Caching Strategy: TTL + LRU Hybrid Eviction

YOLO-Toys implements a sophisticated caching strategy combining TTL-based expiration with LRU eviction under memory pressure. This article explores the design decisions and implementation details.

Problem Statement

Model loading is expensive:

YOLO models: 0.1-2 seconds to load from disk
HuggingFace models: 1-10 seconds (network download + deserialization)
GPU memory: Limited resource, models can consume GBs

Naive caching strategies fail:

No cache: Every request pays loading cost
Unbounded cache: Memory exhaustion
TTL-only: Doesn't account for memory pressure
LRU-only: Popular models stay cached forever, consuming memory

The challenge: How do we balance responsiveness, memory usage, and fairness?

Theoretical Foundation

TTLCache (Time-To-Live)

TTLCache automatically evicts entries after a fixed duration, regardless of access patterns. This ensures:

Stale models don't consume memory indefinitely
Memory is eventually reclaimed
Predictable upper bound on cache duration

LRU (Least Recently Used)

LRU evicts the least recently accessed entry when capacity is reached. This ensures:

Popular models stay cached
Rarely used models are evicted first
Bounded cache size

Hybrid Approach

Our ModelCache combines both:

Implementation Deep Dive

ModelCache Class

python

from cachetools import TTLCache
import threading
import time
import gc

class ModelCache(TTLCache):
    """TTL cache with memory monitoring and LRU eviction."""

    def __init__(
        self,
        maxsize: int,
        ttl: float,
        memory_threshold: float = 0.85
    ):
        super().__init__(maxsize=maxsize, ttl=ttl)
        self._access_times: dict[str, float] = {}
        self._lock = threading.Lock()
        self._memory_threshold = memory_threshold

    def __getitem__(self, key: str) -> Any:
        """Thread-safe get with access time tracking."""
        with self._lock:
            value = super().__getitem__(key)
            self._access_times[key] = time.time()
            return value

    def __setitem__(self, key: str, value: Any) -> None:
        """Thread-safe set with memory pressure check."""
        with self._lock:
            # Check eviction conditions
            if (len(self) >= self.maxsize or
                get_memory_usage() > self._memory_threshold):
                self._evict_lru_unsafe()

            super().__setitem__(key, value)
            self._access_times[key] = time.time()
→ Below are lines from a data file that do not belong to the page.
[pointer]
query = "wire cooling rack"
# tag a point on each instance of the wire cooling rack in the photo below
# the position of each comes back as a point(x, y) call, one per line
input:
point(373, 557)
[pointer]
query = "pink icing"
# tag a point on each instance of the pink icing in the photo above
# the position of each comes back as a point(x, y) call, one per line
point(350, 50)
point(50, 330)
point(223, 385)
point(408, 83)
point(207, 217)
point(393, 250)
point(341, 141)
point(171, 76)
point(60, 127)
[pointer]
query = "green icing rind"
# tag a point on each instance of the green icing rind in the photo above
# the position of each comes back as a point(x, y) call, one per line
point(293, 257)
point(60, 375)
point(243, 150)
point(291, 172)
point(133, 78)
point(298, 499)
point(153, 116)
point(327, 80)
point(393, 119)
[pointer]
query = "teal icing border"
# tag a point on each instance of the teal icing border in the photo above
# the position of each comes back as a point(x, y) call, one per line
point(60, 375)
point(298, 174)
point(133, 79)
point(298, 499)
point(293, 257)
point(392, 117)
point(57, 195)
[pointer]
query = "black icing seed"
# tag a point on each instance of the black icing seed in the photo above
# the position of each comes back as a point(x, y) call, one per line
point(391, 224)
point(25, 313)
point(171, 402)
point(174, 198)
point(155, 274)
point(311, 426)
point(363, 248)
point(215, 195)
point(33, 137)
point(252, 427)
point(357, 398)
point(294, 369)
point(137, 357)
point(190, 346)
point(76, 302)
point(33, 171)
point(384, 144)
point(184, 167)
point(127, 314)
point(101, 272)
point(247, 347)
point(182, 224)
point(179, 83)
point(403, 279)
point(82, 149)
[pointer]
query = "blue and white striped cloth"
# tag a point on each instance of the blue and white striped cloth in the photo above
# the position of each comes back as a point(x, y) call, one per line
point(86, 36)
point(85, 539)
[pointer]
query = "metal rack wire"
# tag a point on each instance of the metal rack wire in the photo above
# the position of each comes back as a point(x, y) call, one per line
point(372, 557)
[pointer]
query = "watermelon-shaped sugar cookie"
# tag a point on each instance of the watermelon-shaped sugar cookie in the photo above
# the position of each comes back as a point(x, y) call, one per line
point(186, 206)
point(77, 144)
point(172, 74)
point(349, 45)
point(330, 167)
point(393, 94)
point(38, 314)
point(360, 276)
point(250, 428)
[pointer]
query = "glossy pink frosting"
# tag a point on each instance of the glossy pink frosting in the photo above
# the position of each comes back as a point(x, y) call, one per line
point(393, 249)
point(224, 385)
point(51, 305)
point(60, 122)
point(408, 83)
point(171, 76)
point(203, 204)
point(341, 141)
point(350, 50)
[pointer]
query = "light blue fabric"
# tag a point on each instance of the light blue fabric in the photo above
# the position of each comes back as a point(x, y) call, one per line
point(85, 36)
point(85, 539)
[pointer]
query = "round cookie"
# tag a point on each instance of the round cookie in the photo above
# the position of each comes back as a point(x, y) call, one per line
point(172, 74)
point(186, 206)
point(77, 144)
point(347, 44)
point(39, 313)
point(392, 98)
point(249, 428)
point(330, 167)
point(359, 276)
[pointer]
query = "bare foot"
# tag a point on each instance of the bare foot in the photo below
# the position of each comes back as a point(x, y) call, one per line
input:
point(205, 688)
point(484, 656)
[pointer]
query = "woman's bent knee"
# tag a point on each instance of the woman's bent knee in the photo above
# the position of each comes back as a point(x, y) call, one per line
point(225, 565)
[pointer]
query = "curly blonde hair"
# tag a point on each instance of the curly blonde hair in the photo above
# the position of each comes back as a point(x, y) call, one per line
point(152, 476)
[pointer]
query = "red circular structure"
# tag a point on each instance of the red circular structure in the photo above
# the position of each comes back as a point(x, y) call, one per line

    def _evict_lru_unsafe(self) -> None:
        """Evict least recently used entry (must hold lock)."""
        if not self._access_times:
            return

        # Find oldest entry
        oldest_key = min(
            self._access_times,
            key=lambda k: self._access_times[k]
        )

        logger.warning("Memory pressure, evicting: %s", oldest_key)

        # Remove from cache and tracking
        self.pop(oldest_key, None)
        self._access_times.pop(oldest_key, None)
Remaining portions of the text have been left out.